January 16, 2025

Twenty-First Century Wiretapping: Recognition

For the past several weeks I’ve been writing, on and off, about how technology enables new types of wiretapping, and how public policy should cope with those changes. Having laid the groundwork (1; 2; 3; 4; 5) we’re now ready for to bite into the most interesting question. Suppose the government is running, on every communication, some algorithm that classifies messages as suspicious or not, and that every conversation labeled suspicious is played for a government agent. When, if ever, is government justified in using such a scheme?

Many readers will say the answer is obviously “never”. Today I want to argue that that is wrong – that there are situations where automated flagging of messages for human analysis can be justified.
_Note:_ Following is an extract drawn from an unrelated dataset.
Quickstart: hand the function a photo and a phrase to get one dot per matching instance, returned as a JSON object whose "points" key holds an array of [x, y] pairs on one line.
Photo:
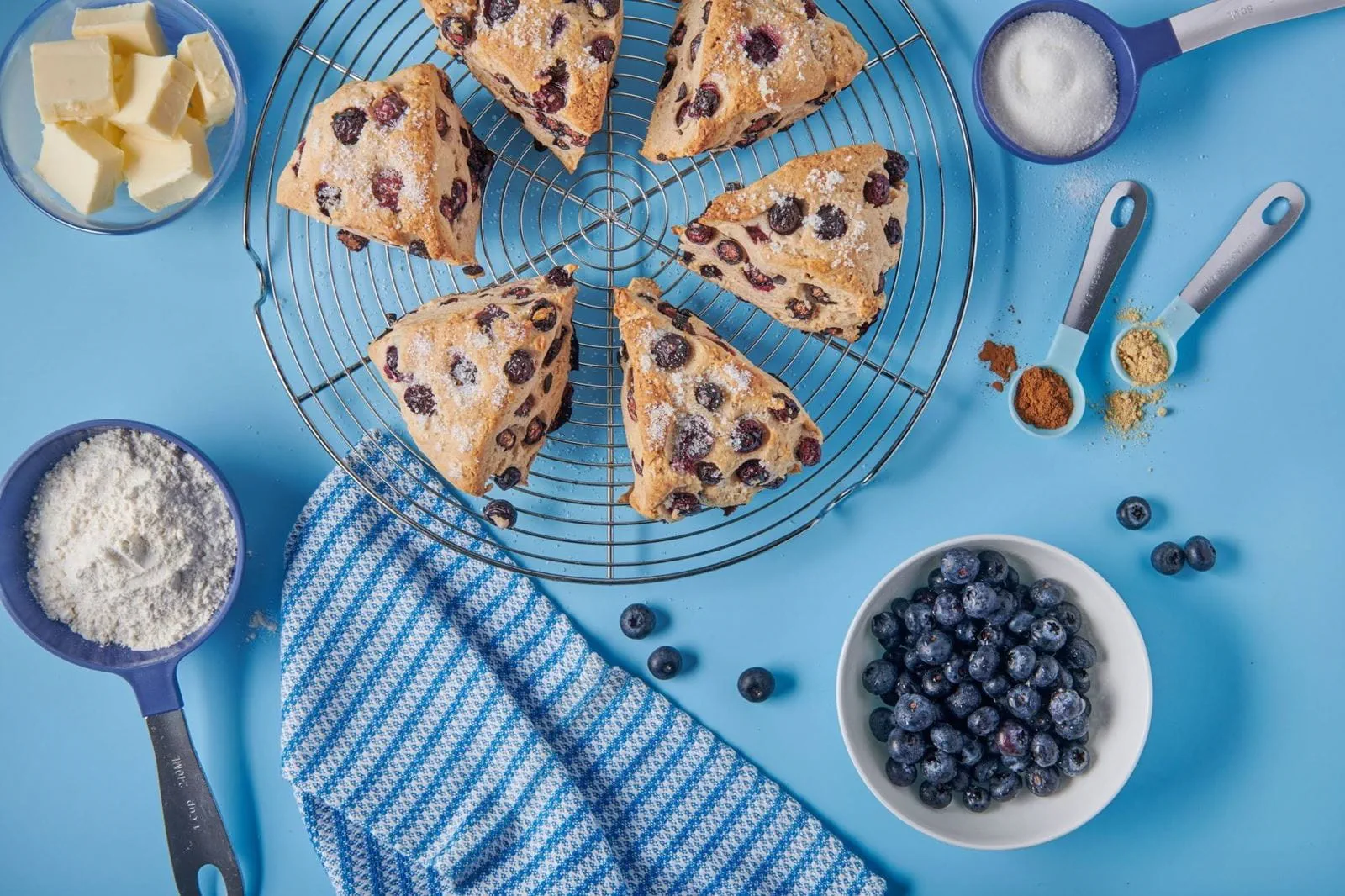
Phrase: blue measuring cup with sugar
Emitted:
{"points": [[195, 831], [1138, 50]]}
A standard objection to this kind of algorithmic triggering is that authority to search or wiretap must be based on individualized suspicion, that is, that there must be sufficient cause to believe that a specific individual is involved in illegal activity, before that individual can be wiretapped. To the extent that that is an assertion about current U.S. law, it doesn’t answer my question – recall that I’m writing here about what the legal rules should be, not what they are. Any requirement of individualized suspicion must be justified on the merits. I understand the argument for it on the merits. All I’m saying is that that argument doesn’t win by default.

One reason it shouldn’t win by default is that individualized suspicion is sometimes consistent with algorithmic recognition. Suppose that we have strong cause to believe that Mr. A is planning to commit a terrorist attack or some other serious crime. This would justify tapping Mr. A’s phone. And suppose we know Mr. A is visiting Chicago but we don’t know exactly where in the city he is, and we expect him to make calls on random hotel phones, pay phones, and throwaway cell phones. Suppose further that the police have good audio recordings of Mr. A’s voice.

The police propose to run automated voice recognition software on all phone calls in the Chicago area. When the software flags a recording as containing Mr. A’s voice, that recording will be played for a police analyst, and if the analyst confirms the voice as Mr. A’s, the call will be recorded. The police ask us, as arbiters of the public good, for clearance to do this.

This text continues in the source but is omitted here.